Viele Leute haben Tunesien betreten, aber wenn man genauer nachfragt, kennen sie es nicht. Vielleicht, weil der Süden des Landes eine perfekte Strand- und Klubkultur bietet, ein gigantisches All inclusive keine Wünsche offen lässt – und auch keine erzeugt. Doch Tunesien bietet nicht nur Djerba, Monastir und Hammamet, sondern auch Kultur und Natur, und zwar an der nördlichen Mittelmeerküste.

Da wäre zunächst einmal Bizerte, eine 100.000-Einwohner-Stadt mit Medina, Strandpromenade und französischer Neustadt. An den alten Hafen mit den Fischerbooten grenzt der Yachtbereich, wo die das nicht ganz so reiche europäische Jet-Set aufgrund der günstigen Hafengebühren gelegentlich Boote unterstellt. Im 16. Jahrhundert trieben vor dieser Küste die Korsaren ihr Unwesen, Khair ad-Din Barbarossa, Herr von Algerien und „Schrecken der christlichen Seefahrt“. Vom blendend weißen Bizerte ist es nur ein Katzensprung ist nach Raf Raf, dem Badeparadies der Hauptstädter – Tunis ist nur 80 Kilometer entfernt. Das zauberhafte Hinterland bietet satte Wiesen, sanfte grüne Hügel, schwarze und weiße Schafe. Nirgends wirkt Afrika neuseeländischer als hier. Irgendwo dazwischen liegt ein romantischer, pflanzenbewachsener Ort von historischer Bedeutung: Utica.

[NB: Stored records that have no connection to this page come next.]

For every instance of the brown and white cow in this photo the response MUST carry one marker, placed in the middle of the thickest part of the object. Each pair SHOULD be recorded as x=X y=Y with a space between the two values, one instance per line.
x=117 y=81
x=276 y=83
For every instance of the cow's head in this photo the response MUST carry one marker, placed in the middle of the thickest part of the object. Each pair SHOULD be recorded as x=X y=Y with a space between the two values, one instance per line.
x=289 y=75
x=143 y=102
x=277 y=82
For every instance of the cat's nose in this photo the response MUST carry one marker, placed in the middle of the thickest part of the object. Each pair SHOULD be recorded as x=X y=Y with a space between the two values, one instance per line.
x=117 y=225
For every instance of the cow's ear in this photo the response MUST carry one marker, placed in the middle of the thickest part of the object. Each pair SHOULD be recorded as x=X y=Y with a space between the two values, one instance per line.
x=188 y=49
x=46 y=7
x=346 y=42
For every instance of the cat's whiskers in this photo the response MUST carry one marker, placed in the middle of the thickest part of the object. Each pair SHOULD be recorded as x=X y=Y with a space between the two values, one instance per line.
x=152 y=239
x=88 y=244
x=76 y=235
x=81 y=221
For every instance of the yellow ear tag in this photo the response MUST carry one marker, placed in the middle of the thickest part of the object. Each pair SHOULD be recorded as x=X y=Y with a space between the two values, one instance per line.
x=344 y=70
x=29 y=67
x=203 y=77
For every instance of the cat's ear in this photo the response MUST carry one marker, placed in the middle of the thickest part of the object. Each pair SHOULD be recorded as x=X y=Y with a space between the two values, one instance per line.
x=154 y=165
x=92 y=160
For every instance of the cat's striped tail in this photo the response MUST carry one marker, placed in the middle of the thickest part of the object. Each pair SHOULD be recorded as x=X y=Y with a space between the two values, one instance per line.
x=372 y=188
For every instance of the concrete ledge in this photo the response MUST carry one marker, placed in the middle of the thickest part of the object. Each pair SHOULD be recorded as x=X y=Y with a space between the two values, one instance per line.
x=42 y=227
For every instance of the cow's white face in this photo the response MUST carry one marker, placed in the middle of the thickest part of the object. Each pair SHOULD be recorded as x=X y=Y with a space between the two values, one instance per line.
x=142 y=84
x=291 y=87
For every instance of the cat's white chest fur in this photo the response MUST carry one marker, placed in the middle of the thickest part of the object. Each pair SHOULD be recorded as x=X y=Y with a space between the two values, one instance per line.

Hier befand sich in der Antike der betriebsamste Hafen der Region. Von den Phöniziern gegründet, existierte er vor Karthagos Blütezeit, und auch nach Karthagos Niedergang übernahm er dessen Funktionen. Nicht allzu lange, denn der Medjerda, Hauptfluss Tunesiens, wurde zusehends seichter und versandete, bis Utica zu einem beliebigen Bauerndorf herabsank und heute ein hübsch bewachsenes Ruinenfeld mit Kakteenwucherungen am Fuß eines Landguts geworden ist, wo Kühe grasen und Hunde bellen.

In Richtung Westen windet sich die Straße nach oben, die frische, fast transparente Luft wird merklich kühler. Das Bergdorf Ain-Draham blickt zum Meer und ist doch an der Spitze: der tunesische Luftkurort. Umgeben von Korkeichenwäldern, an den Hängen des Kroumirie-Gebirges, hat Ain-Draham für das einzigartige Klima bekannt. Unter den steilen geziegelten Dächern – es kann im Winter schneien – treffen sich auch Hobbyjäger, die Europa müde geworden sind. Je nach Saison und Angebot werden Wildschweine, Wachteln, Schnepfen, Fasane, Hasen, aber auch Schakale und Füchse geschossen. Die Jagd hat Tradition: bis ins vorletzte Jahrhundert existierten in den weitläufigen Wäldern um Ain-Draham Löwen und Leoparden. Das römische Reich nützte die Bestände zur Deckung des Kolosseumsbedarfs.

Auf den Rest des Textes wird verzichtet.